REALISTS IN THE HEARTLAND
College for all once seemed like a good idea. If higher education was the surest ticket to a successful career, why not universalize it? But that is not the world in which we live anymore — not only because higher education has delivered diminishing returns on escalating costs, but also because the assumption that college is the only good path eventually hurt precisely those who most need help. Credentialism has led to degree inflation, an underutilized workforce, and dead-end paths for countless workers.
The good news is that the future is already underway in states and local communities. It is time for us to leave this flawed, outmoded model behind and embrace a new opportunity framework that creates career pathways and credentials more closely linked with employers and labor-market demand. We must do this for the good of the students who benefit from these programs and for the good of society, which can make better use of talents that might otherwise be overlooked.
Concepts such as cognitive skills, habits of association, and opportunity pluralism give us a way to frame a bipartisan conversation about the role of schools and other community institutions in student success. As demonstrated by the polling cited above about Americans' ranked priorities for K-12 education, parents, young people, and policymakers strongly support creating new education options that develop career pathways. These programs can help forge what the public-policy scholar Ryan Streeter calls an "ideological heartland" of "domestic realists." This is an ideological heartland because it is a state of mind rather than a physical location, and it's the land of domestic realists because it is inhabited by those who avoid political extremes. They may lean left or right, or belong to that forgotten group called moderates, but they care more for practical action than culture-war posturing.
Roughly two-thirds of Americans live in this ideological heartland.
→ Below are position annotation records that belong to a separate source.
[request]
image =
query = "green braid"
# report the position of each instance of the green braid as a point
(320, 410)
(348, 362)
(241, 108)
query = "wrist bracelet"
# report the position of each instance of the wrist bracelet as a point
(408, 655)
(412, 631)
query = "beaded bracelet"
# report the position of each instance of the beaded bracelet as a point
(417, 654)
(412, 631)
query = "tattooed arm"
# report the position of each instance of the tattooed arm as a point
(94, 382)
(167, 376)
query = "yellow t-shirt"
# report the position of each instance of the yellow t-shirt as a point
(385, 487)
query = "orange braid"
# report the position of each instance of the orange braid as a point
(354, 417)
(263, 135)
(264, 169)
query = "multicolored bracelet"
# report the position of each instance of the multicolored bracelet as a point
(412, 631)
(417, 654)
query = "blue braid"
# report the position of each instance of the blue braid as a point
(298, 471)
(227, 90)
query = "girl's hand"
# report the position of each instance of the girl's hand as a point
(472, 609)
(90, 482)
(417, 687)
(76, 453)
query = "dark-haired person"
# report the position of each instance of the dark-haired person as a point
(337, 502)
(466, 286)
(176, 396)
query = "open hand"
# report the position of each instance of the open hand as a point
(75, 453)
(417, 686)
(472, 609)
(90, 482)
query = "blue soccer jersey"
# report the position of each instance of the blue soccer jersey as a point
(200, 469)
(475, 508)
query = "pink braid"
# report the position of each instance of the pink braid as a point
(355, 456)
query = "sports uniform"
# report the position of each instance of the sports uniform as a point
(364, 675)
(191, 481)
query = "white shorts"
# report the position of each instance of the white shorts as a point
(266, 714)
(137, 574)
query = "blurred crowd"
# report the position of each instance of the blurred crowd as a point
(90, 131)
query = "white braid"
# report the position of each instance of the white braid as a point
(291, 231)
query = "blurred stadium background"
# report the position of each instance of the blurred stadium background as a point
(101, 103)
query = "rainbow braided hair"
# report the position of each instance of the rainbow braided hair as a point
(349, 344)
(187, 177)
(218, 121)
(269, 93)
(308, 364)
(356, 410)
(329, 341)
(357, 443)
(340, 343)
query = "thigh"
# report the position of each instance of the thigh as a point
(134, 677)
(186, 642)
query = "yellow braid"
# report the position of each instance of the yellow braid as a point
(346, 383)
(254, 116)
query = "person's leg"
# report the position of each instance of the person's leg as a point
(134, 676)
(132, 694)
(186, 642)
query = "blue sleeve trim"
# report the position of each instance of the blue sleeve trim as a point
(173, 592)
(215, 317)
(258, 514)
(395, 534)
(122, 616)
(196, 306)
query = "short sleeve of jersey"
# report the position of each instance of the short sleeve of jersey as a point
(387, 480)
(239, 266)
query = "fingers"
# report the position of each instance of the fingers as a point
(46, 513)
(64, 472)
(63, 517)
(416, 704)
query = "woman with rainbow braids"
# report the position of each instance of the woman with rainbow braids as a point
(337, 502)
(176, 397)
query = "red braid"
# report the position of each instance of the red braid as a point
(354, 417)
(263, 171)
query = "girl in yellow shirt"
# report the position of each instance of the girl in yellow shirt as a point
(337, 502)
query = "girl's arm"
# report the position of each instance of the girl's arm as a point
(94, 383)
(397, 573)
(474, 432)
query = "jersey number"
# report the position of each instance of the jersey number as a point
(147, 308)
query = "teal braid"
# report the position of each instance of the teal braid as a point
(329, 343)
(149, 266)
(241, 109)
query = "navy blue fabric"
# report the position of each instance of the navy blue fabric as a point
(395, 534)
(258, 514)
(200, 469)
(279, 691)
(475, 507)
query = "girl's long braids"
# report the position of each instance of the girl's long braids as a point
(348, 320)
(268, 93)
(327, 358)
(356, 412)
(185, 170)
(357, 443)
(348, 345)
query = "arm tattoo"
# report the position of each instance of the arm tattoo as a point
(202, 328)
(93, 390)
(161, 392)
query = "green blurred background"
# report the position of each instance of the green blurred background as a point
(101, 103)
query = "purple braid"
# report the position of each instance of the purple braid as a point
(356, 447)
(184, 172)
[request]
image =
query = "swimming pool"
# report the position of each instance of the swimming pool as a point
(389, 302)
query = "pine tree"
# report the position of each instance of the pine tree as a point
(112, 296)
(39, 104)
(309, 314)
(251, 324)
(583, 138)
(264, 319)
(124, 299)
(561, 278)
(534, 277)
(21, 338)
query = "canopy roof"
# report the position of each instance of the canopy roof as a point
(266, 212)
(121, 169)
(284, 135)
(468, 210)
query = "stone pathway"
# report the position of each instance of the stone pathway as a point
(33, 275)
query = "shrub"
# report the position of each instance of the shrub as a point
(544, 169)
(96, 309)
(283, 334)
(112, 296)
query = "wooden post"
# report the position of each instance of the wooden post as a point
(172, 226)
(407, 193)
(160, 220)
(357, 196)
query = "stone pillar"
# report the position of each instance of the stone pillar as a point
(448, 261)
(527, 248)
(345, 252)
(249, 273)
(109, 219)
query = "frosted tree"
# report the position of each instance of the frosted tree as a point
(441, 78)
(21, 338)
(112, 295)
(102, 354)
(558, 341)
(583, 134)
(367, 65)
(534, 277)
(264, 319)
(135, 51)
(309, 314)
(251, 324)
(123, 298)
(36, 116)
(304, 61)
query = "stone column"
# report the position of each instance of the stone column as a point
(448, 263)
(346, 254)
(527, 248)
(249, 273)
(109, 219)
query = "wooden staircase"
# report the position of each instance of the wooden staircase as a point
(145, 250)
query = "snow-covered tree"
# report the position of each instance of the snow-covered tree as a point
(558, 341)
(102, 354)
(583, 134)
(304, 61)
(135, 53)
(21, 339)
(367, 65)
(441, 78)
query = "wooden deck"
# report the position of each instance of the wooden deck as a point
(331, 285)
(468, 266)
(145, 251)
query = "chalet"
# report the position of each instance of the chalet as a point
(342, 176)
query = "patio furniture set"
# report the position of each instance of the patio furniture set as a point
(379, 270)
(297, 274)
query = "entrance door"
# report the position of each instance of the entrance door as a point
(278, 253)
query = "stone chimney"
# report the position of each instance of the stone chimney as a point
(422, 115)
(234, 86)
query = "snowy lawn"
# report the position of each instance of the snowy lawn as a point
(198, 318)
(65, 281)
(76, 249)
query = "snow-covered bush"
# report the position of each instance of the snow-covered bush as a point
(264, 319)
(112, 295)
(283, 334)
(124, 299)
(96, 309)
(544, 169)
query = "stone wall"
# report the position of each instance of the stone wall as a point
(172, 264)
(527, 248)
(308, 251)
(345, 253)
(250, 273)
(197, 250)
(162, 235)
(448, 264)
In comparison, about a quarter of Americans are staunch progressives or conservatives living at the edges of the political spectrum, immersed in the culture wars. Yet one would not know it from the coverage K-12 education receives these days, which presents the spectacle of a white-hot battleground of warring ideologies. That is not what this new opportunity framework is about. It aims instead to help young people make a living and make a life, giving them the financial and social resources they need to pursue human flourishing. Instead of offering a vision of college that is unmoored from reality, the new opportunity framework rests on both profitable knowledge and priceless relationships, on economic and social exchange. In addition to guiding young people toward social and economic well-being, this agenda advances local citizenship and civic responsibility. The time is right to expand these pathways programs and embrace opportunity pluralism for the good of current and future workers — and the good of American society.